The country’s 10-year bonds yield 4.8 percent, after jumping by a percentage point in the past three months. Investors lost 0.7 percent, including reinvested interest, on Italian debt last year. That beat Greek securities, which lost 20 percent, as well as the bonds of
Portugal, Ireland and Spain.
“
Italy has a relatively high savings rate and domestic investors reinvest those savings into Italian bonds,” said Stuart Thomson, who helps manage $110 billion at Ignis Investment Management in Glasgow. “We are very cautious still about peripheral bonds, but we are willing to take risk through an exposure to Italian securities.”
Matching Benchmark
Italian
household debt was the equivalent of 44 percent of gross domestic product in 2009, less than half the level of Spain and Portugal, according to Bloomberg calculation based on
Bank of Italy and Istat data.
Thomson said he’s been getting rid of Belgian bonds and Portuguese securities, while maintaining Ignis’s Italian holdings at a level that matches the index it uses to measure performance. The fund has a so-called underweight position in Spanish bonds, he said.

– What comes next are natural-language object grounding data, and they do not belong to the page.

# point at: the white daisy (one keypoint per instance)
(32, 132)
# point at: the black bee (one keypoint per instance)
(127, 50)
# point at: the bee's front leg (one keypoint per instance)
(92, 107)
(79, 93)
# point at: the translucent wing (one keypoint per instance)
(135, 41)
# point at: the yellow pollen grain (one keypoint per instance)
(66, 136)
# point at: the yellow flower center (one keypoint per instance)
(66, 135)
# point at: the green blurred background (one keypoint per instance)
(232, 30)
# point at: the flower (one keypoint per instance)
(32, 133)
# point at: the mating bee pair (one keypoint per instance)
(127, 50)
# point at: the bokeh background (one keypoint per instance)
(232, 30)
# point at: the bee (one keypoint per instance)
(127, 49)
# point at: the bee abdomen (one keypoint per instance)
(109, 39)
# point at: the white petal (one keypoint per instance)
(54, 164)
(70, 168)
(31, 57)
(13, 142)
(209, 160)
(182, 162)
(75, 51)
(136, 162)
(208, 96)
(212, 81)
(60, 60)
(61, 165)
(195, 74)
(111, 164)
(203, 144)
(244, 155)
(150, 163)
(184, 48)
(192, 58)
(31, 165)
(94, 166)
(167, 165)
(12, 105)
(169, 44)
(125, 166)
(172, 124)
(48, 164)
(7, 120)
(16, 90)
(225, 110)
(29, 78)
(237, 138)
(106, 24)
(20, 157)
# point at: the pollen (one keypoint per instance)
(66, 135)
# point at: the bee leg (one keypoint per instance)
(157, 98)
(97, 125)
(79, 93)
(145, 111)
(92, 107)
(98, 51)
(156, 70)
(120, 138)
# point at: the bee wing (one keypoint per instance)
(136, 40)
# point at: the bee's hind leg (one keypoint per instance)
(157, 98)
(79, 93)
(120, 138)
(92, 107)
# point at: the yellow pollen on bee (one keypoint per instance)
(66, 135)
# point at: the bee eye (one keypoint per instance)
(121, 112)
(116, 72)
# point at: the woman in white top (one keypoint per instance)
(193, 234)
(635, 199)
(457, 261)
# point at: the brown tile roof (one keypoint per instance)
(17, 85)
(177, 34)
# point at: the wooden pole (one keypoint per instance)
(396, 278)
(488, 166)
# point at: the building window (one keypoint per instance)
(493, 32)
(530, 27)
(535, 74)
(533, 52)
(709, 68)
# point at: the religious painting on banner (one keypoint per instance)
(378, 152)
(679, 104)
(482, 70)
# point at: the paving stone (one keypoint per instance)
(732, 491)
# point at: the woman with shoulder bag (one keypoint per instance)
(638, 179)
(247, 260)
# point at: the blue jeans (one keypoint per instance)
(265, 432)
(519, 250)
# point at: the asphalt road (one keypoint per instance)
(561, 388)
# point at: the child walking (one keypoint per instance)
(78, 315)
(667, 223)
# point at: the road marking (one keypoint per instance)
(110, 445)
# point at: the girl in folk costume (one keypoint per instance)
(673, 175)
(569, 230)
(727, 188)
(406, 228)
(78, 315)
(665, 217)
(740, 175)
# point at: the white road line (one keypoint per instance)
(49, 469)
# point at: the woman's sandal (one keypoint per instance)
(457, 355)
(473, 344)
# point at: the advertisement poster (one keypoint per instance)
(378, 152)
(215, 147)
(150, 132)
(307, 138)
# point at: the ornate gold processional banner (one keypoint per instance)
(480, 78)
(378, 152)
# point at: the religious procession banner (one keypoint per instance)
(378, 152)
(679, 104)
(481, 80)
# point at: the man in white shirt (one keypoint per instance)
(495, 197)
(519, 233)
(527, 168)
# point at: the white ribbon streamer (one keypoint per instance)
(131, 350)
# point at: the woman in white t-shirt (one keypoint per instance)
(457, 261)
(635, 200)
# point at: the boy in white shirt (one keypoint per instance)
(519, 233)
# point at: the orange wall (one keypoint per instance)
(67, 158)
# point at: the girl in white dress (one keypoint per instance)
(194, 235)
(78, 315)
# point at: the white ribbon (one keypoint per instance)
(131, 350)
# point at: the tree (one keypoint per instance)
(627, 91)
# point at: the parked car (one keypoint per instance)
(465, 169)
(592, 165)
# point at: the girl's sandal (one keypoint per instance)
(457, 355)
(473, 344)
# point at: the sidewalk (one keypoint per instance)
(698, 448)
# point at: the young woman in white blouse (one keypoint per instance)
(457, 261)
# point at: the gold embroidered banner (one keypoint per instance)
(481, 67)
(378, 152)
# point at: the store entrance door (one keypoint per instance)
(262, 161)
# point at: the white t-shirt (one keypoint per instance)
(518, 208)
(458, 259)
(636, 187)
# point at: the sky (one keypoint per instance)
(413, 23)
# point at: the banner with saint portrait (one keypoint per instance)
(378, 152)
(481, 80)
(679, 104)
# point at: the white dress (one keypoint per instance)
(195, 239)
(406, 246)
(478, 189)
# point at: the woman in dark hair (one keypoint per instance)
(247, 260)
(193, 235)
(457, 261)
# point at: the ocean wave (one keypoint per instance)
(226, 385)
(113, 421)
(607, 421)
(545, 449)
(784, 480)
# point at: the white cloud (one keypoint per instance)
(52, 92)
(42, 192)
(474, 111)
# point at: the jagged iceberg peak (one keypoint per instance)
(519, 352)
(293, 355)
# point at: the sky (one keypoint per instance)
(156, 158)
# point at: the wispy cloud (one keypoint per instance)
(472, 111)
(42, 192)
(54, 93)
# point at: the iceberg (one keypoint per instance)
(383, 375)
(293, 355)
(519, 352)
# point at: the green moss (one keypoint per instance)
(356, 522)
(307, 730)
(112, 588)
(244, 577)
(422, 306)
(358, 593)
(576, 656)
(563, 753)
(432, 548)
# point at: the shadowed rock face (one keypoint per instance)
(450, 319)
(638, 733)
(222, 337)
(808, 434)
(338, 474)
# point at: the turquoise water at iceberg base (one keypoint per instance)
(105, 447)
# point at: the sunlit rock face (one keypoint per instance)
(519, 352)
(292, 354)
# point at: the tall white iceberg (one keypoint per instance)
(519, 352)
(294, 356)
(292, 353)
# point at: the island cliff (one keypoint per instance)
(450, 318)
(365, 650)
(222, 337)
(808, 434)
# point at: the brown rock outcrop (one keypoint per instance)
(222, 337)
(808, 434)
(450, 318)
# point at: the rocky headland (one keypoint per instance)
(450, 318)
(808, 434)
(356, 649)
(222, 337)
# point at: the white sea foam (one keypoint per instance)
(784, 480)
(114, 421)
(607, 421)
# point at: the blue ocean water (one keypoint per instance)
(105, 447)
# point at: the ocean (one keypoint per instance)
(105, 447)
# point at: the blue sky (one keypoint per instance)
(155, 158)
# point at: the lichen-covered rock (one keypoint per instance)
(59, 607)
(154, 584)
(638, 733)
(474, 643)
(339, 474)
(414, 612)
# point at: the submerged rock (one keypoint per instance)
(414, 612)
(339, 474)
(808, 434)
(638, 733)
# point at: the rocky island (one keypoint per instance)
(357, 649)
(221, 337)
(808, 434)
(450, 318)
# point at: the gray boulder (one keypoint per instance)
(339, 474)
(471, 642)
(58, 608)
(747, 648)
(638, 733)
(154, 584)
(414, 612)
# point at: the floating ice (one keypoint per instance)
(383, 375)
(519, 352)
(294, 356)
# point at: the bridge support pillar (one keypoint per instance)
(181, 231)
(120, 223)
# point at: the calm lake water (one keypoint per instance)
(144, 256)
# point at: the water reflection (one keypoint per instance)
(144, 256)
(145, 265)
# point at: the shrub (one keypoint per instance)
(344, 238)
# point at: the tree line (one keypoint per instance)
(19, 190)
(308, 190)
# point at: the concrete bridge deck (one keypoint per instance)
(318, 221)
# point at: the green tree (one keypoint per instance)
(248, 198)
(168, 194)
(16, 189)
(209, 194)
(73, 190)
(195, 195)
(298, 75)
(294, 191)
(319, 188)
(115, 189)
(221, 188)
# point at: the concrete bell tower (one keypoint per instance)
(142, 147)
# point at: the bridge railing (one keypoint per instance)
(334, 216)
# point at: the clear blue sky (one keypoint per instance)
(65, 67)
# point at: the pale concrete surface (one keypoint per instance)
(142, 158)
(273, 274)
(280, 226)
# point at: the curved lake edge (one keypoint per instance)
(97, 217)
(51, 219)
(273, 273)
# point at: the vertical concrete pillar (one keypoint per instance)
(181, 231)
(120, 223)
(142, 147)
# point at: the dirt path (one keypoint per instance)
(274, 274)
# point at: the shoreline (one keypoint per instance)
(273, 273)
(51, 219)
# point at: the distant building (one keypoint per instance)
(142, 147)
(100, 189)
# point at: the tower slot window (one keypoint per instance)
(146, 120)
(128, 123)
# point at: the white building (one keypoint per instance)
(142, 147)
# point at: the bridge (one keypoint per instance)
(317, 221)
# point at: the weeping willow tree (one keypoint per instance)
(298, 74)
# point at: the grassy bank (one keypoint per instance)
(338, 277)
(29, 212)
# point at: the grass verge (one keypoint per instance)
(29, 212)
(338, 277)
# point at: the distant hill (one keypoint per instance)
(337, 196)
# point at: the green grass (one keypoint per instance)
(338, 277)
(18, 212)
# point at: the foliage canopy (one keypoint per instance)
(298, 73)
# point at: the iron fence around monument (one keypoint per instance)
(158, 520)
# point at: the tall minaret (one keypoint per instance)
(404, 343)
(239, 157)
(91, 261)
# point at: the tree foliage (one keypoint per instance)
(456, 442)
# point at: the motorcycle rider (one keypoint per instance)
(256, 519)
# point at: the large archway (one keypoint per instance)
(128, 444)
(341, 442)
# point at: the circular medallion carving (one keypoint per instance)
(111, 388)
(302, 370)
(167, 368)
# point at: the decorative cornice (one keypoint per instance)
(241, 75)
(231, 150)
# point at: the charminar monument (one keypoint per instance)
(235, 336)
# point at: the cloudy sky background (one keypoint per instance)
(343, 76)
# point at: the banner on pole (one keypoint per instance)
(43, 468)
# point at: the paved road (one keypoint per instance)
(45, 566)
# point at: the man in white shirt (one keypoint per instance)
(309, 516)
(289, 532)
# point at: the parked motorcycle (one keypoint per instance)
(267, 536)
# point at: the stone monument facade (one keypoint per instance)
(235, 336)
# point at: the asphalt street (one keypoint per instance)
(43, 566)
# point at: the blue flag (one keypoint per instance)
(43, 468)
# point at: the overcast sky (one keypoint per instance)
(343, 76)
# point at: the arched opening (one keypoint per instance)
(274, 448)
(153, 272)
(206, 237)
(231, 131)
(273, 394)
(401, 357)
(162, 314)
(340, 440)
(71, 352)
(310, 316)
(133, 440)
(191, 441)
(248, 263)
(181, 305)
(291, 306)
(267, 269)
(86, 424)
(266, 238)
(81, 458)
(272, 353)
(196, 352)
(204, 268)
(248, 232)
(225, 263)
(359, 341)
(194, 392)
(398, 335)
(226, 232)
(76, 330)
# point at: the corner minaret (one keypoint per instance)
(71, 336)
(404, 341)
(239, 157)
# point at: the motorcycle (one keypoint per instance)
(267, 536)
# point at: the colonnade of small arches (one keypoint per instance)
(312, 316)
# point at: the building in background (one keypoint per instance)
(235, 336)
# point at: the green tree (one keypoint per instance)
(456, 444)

Investors pay less in the credit-default swap market to insure A+ rated Italian debt against default than they do to protect Spanish securities, which are rated two levels higher at AA by Standard & Poor’s Corp.
About 46 percent of Italy’s debt is in the hands of foreign investors, according to UniCredit SpA, compared with as much as 80 percent of Portugal’s borrowing. Ireland relies on non- domestic buyers to buy as much as 85 percent of its bonds, according to NCB Stockbrokers in Dublin.
‘Constructive on Italy’
“
We are constructive on Italy and see value in Italian government bonds,” said Oliver Eichmann, a portfolio manager at DWS Investment GmbH in Frankfurt, Germany’s biggest mutual fund manager. “The economic situation in Italy is OK, and we find its short-dated bonds attractive given yields are high and the country is unlikely to need help.”
Italian two-year yields of 2.7 percent are 183 basis points higher than their German counterparts, up from less than 80 in October and compared with an average of just 36 in 2009.
Italian business confidence rose for a third month in December to the highest in almost three years as executives shared consumers’ optimism about the economic recovery, according to an ISAE report on Dec. 30. Italy is the only high- deficit country in the euro region to avoid a credit rating downgrade since the sovereign crisis erupted at the end of 2009.
Italy’s primary budget deficit, or the budget balance less interest payments, will turn into a surplus equivalent to 0.5 percent of GDP this year, compared with a shortfall of 0.5 percent in 2010, according to forecasts released by the employer association Confindustria on Dec. 16.